In addition, to comply with Rule 14a-19 under the Securities Exchange Act of 1934 (the “Exchange Act”), the SEC’s universal proxy rule, if a stockholder intends to solicit proxies in support of director nominees submitted under the advance notice provisions of our Restated Certificate of Incorporation for next year’s annual meeting, then such stockholder must provide proper written notice that sets forth all the information required by Rule 14a-19 under the Exchange Act to the Secretary at the address above by February 28, 2027 (or, if next year’s annual meeting is called for a date that is more than 30 days before or more than 30 days after the first anniversary of this year’s annual meeting, then notice must be provided not later than the close of business on the later of the 60th day prior to the date of the 2027 annual meeting of stockholders or the 10th day following the day on which public announcement of the date of such meeting is first made by the Company). The notice requirements under Rule 14a-19 are in addition to the applicable advance notice requirements under our Restated Certificate of Incorporation as described above .
BOARD OF DIRECTOR QUALIFICATIONS
The Board of Directors seeks to be composed of a group of persons with a variety of experience, qualifications, attributes, skills and diversity that enable it to meet the governance needs of the Company. The Company has adopted a diversity policy which seeks a potential pool of director and executive officer candidates that include individuals who reflect diverse backgrounds, including diversity of gender, race, ethnic background and professional experience. The Board of Directors consists of a group of individuals who have a mix of skills and knowledge in the areas of banking, finance, accounting and business. All members of the Board of Directors have an understanding of finance and accounting, are able to understand fundamental financial statements and generally accepted accounting principles and their application to the accounting of the Company. In addition, members of the Board of Directors are active in, and knowledgeable about, the local communities in which the Company operates.

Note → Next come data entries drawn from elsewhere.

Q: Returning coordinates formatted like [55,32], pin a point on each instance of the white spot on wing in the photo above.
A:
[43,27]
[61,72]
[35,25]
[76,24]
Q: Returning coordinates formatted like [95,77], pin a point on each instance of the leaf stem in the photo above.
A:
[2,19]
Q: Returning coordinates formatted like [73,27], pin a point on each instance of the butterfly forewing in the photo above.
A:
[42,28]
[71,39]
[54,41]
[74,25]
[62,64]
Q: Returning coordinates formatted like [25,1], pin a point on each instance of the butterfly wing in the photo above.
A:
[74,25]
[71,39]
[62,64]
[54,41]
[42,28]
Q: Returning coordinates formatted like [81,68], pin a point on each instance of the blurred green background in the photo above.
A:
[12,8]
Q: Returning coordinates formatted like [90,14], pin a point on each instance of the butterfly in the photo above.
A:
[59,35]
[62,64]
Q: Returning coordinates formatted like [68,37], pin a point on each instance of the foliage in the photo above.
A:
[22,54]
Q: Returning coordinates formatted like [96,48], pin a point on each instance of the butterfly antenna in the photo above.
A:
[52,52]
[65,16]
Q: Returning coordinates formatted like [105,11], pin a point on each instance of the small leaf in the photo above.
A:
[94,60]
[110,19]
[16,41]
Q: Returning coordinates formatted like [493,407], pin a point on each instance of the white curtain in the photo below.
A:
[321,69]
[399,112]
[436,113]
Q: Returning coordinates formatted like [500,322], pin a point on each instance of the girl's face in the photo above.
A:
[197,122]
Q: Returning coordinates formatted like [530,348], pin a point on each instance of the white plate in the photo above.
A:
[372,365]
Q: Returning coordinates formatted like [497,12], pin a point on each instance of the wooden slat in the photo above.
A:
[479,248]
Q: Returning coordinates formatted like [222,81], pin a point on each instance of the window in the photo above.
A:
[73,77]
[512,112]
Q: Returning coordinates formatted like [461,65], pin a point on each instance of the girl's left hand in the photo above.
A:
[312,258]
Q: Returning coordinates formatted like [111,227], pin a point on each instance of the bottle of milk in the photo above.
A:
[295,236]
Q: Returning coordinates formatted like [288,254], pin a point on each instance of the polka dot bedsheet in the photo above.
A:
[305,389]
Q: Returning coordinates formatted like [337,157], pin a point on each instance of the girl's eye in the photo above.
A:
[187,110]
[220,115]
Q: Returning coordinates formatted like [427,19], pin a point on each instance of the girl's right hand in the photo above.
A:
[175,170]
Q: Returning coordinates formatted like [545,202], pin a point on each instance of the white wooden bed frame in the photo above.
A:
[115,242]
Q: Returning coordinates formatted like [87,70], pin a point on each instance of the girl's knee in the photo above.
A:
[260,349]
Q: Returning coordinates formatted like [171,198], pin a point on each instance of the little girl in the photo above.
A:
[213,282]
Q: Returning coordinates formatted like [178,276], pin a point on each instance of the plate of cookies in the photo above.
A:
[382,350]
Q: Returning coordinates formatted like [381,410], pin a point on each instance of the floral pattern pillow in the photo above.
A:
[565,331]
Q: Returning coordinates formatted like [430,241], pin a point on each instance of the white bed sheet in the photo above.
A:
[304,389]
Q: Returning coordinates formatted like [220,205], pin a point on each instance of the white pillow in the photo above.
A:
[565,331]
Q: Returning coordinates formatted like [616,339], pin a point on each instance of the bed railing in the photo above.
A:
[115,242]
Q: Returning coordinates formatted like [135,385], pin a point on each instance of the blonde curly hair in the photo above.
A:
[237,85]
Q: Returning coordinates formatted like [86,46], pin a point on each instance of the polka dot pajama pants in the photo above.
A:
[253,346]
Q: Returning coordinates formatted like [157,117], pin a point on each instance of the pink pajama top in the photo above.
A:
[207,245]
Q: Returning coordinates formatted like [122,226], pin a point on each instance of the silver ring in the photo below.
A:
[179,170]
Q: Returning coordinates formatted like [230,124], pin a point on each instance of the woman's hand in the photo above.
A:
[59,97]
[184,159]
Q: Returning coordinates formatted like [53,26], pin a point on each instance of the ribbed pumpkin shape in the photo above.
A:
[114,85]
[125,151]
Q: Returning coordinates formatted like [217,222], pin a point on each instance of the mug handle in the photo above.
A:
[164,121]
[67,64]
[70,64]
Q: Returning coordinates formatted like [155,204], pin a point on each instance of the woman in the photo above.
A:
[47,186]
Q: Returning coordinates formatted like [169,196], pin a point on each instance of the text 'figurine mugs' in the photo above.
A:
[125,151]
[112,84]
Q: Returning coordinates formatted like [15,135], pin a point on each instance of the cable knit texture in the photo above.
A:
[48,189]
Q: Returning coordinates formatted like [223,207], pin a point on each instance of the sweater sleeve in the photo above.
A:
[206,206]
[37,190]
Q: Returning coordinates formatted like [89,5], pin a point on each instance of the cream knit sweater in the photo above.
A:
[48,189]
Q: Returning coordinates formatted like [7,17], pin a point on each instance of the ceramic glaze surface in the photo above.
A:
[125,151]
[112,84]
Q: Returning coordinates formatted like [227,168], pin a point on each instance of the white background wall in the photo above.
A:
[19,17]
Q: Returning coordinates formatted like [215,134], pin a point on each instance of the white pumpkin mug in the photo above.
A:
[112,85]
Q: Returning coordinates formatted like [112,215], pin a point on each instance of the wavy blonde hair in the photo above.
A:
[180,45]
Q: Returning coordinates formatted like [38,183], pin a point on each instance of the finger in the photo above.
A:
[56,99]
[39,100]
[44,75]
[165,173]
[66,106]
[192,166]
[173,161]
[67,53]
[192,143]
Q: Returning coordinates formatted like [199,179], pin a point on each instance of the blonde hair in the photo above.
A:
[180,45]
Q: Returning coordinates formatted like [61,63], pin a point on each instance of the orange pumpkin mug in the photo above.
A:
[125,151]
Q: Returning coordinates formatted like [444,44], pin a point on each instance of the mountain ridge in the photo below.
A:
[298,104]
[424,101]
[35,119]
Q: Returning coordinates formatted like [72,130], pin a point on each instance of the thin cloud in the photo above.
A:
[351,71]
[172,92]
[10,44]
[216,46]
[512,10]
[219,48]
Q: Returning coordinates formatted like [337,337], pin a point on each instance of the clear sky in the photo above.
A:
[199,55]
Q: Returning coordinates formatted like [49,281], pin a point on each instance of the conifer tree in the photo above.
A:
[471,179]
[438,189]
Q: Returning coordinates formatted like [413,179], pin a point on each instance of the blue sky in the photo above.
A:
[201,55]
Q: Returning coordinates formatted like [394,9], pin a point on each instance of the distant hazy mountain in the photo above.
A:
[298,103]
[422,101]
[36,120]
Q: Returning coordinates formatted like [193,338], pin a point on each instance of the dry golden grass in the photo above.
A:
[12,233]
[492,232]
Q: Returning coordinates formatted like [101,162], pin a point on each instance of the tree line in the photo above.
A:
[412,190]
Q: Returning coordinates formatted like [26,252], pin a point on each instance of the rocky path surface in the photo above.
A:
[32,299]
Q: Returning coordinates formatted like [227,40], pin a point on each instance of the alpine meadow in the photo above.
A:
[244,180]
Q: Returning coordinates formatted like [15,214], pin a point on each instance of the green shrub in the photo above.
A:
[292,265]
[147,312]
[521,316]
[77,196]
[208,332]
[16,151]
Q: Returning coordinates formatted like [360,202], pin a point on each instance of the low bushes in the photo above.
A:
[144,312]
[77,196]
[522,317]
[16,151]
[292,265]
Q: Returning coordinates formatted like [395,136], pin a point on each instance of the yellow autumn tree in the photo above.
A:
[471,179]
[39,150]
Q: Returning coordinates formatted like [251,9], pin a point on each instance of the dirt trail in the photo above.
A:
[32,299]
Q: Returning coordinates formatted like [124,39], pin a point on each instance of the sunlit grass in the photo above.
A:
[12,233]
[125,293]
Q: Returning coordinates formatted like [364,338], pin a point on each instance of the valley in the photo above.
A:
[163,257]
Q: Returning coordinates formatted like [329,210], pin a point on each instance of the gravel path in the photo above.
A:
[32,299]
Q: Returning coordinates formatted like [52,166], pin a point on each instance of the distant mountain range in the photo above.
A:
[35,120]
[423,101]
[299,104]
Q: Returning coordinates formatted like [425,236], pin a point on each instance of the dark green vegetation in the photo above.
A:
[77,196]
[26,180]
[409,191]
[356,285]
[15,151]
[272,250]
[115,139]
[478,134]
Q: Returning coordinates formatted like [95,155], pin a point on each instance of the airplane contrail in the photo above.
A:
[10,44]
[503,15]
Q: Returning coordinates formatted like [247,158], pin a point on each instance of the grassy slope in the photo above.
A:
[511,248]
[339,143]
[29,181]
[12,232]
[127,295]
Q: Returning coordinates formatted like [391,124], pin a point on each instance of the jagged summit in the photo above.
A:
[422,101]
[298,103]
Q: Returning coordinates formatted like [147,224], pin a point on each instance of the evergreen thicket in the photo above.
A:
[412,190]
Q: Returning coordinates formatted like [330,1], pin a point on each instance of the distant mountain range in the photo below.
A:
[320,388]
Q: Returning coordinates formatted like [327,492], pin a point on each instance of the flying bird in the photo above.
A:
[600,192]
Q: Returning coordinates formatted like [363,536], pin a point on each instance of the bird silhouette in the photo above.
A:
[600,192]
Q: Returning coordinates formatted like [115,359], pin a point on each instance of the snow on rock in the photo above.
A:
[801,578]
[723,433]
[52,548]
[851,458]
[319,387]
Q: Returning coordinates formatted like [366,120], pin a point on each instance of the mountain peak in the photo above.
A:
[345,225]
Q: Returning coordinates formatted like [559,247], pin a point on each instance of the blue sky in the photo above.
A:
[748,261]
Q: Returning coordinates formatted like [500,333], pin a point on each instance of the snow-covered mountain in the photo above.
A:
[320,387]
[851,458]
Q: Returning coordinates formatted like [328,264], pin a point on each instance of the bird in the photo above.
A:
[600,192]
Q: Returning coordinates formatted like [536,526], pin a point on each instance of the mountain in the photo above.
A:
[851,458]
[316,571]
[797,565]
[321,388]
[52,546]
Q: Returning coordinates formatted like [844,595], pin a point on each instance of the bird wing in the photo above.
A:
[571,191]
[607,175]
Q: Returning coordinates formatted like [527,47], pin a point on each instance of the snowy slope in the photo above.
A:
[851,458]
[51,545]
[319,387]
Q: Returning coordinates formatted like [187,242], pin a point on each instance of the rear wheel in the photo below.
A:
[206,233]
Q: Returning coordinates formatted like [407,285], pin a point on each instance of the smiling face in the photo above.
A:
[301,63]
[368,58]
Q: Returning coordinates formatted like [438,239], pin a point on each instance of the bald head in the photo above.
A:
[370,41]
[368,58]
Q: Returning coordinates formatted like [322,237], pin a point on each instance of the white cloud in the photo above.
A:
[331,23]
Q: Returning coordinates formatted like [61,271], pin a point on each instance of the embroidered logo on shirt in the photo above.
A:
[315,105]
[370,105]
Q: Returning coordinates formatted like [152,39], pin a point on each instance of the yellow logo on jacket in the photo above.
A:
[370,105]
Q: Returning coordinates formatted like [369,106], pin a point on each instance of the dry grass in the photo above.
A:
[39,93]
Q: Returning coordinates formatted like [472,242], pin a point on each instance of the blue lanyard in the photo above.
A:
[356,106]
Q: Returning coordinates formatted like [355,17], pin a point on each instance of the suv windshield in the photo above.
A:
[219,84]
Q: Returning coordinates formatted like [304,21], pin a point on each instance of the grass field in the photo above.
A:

A number of the members of the Company’s Board of Directors are also among the largest of the Company’s shareholders. Following is a description of each director’s specific experience and qualifications that led the Board of Directors to conclude that the person should serve as a director for the Company.
Holly B. Adams has served as a director of the Company since 2012. Ms. Adams has a bachelor’s degree in Economics from DePauw University and an MBA degree from Texas Christian University. She is the President of Howell Asphalt Company, Wabash Asphalt Company, Inc., General Contractors and Prosser Company, which are subsidiaries of Howell Paving, Inc., of which she is also President (since 2013). She served as Executive Vice President of Howell Paving, from 2008-2013 and Vice President of Howell Asphalt Company and Howell Paving from 1997 until 2008. Her leadership experience and the business knowledge gained in her work with these companies and her experiences within the communities served by the Company assist the Board of Directors in various areas of its oversight.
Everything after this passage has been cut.